Alla luce di ciò il Comune di Monsano (AN) ha adottato una proposta de i GRE delle Marche, che sono la sezione marchigiana dei Gruppi di Ricerca Ecologica, per favorire la diffusione dei prodotti a base di canapa e dunque la sua coltivazione fondando Monsano Borgo della Canapa. Più borghi votati alla produzione di canapa costituiranno una Città della Canapa digitale.

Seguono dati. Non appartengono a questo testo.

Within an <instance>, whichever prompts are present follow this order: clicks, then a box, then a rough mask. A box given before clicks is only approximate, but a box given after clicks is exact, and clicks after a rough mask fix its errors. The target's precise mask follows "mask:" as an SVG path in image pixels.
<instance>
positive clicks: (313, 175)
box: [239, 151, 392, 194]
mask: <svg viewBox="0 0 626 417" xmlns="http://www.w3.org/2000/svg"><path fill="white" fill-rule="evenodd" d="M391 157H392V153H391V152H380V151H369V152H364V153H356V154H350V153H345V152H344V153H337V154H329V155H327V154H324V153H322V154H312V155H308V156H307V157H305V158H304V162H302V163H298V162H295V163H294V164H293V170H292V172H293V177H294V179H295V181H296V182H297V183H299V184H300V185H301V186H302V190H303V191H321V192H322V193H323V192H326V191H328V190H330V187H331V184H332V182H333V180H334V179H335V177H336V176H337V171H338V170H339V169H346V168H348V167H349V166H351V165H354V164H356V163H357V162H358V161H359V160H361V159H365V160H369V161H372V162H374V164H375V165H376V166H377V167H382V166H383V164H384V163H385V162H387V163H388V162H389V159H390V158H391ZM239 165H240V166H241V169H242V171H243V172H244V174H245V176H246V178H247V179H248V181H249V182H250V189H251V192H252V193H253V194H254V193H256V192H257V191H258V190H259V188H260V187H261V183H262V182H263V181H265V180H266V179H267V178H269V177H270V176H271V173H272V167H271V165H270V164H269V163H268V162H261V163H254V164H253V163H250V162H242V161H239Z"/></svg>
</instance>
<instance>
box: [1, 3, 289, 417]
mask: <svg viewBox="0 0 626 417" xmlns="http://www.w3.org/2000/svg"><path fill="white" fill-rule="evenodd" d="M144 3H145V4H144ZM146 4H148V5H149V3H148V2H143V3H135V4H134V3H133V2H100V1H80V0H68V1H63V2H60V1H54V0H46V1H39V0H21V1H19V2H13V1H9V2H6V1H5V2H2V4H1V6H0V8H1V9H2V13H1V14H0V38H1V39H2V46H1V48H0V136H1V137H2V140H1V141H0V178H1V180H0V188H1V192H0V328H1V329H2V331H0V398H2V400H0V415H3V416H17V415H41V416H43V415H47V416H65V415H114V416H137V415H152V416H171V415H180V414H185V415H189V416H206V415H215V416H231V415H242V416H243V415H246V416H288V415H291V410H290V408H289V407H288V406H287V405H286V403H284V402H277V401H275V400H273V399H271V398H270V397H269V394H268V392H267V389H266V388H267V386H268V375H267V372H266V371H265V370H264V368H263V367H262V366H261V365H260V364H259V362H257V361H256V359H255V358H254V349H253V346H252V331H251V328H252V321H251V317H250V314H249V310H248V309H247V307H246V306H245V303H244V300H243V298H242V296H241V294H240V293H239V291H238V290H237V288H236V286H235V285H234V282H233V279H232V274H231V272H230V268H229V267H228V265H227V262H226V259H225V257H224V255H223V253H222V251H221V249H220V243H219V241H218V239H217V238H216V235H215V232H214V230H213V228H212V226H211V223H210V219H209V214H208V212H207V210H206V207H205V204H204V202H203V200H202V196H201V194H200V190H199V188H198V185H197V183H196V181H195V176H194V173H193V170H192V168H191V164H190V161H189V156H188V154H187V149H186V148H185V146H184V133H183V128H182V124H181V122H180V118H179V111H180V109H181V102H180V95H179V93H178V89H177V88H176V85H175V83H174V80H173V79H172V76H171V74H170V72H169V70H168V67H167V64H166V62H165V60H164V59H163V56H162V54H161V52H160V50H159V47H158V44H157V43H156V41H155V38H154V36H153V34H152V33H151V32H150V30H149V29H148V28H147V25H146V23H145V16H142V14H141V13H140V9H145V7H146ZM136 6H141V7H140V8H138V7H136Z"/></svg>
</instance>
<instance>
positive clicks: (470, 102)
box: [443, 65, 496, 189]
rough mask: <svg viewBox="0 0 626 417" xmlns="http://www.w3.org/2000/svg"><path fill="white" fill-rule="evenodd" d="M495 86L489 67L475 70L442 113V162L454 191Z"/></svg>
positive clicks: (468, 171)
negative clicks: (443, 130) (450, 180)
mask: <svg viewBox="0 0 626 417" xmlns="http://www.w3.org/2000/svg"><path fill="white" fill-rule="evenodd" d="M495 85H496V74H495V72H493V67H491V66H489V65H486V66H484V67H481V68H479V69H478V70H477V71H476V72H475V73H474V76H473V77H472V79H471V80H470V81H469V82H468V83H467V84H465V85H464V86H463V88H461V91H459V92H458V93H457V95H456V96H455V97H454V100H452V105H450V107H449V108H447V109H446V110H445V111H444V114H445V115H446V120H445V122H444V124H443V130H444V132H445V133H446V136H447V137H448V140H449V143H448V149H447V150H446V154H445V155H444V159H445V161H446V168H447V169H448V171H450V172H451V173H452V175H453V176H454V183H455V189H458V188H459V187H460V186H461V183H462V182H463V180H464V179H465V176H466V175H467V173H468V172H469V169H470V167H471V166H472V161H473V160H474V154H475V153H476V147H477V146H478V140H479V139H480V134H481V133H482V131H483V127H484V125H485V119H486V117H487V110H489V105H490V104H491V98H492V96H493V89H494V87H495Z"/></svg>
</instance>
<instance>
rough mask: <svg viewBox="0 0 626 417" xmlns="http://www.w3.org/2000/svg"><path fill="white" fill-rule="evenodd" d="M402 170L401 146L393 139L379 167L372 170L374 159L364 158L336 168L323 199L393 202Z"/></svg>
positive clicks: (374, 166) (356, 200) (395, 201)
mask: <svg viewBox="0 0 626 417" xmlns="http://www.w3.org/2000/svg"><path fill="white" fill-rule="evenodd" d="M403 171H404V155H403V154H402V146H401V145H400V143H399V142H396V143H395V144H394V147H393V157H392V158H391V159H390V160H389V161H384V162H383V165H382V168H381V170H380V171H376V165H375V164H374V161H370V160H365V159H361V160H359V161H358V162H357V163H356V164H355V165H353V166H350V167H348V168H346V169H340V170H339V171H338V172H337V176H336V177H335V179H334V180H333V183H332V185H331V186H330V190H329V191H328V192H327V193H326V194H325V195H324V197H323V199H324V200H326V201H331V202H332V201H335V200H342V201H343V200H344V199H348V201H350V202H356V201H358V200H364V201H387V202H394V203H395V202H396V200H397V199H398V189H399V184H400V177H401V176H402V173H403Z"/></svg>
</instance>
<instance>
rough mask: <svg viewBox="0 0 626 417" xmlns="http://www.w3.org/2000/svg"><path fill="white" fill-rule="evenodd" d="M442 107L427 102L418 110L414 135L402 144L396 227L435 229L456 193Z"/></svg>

Nel comune che si trova nella Vallesine, dove la canapa ha un forte valore culturale e tradizionale – per incominciare sono stati coltivati nel 2015 a canapa poco più di 10 ettari. L’idea è quella di riunire i coltivatori, i trasformatori e i commercianti per fare rete e puntare sui derivati dalla canapa prodotti in loco e provenienti da altre aziende artigiane, con la convinzione che possano dare un valore aggiunto anche dal punto di vista turistico. Un piccolo centro dove poter comprare alimenti, vestiti, tessuti, scarpe, carta, materiale per bioedilizia e tutto ciò che con la canapa possa dunque attrarre turisti e curiosi e dare stimolo a tutto il settore. (http://comunivirtuosi.org/)
L’opinione di Barbabella
Si tratta di un argomento di cui Pier Luigi mi ha parlato più di una volta con parole entusiaste che riassumerei così:
“L’argomento mi piace perché è di una concretezza sfacciata. Non mancano le idee in Orvieto, manca la solerzia, che invece non manca ai Marchigiani. Nel Medioevo le funi di canapa e il vino erano i principali prodotti esportati da Orvieto. Le funi di canapa (comprese quelle orvietane) determinarono la supremazia delle flotte cristiane sulla flotta turca, che adoperava funi di pelo di cammello, molto più grosse e pesanti (essendo le setole del cammello molto più corte delle fibre della canapa). Fino alla seconda guerra mondiale la canapa era largamente coltivata nell’Orvietano. Poi sono arrivati le fibre sintetiche e il cotone a prezzi stracciati. Ma la lunga fibra della canapa è più pregiata del cotone e vari sono gli impieghi della canapa. Basterebbe agevolare fiscalmente l’uso dei pannelli isolanti di canapa nell’edilizia per promuovere la coltivazione della canapa e l’industria dei pannelli. Se gli amministratori orvietani meditassero sul libro della concittadina Santina Muzi e s’informassero su ciò che si sta facendo nelle Marche, forse potrebbero essere presi dal desiderio di darsi una mossa.”
Io condivido senza riserve queste considerazioni di Pier Luigi, e non mi sembra necessario aggiungere molto altro. Dico solo che questa idea, come altre di portata simile, per essere trasformate in strategia di cambiamento richiedono nel potere pubblico e nella società una lucida capacità progettuale e un coraggio di scelte lungimiranti che al momento dalle nostre parti non mi pare siano di casa.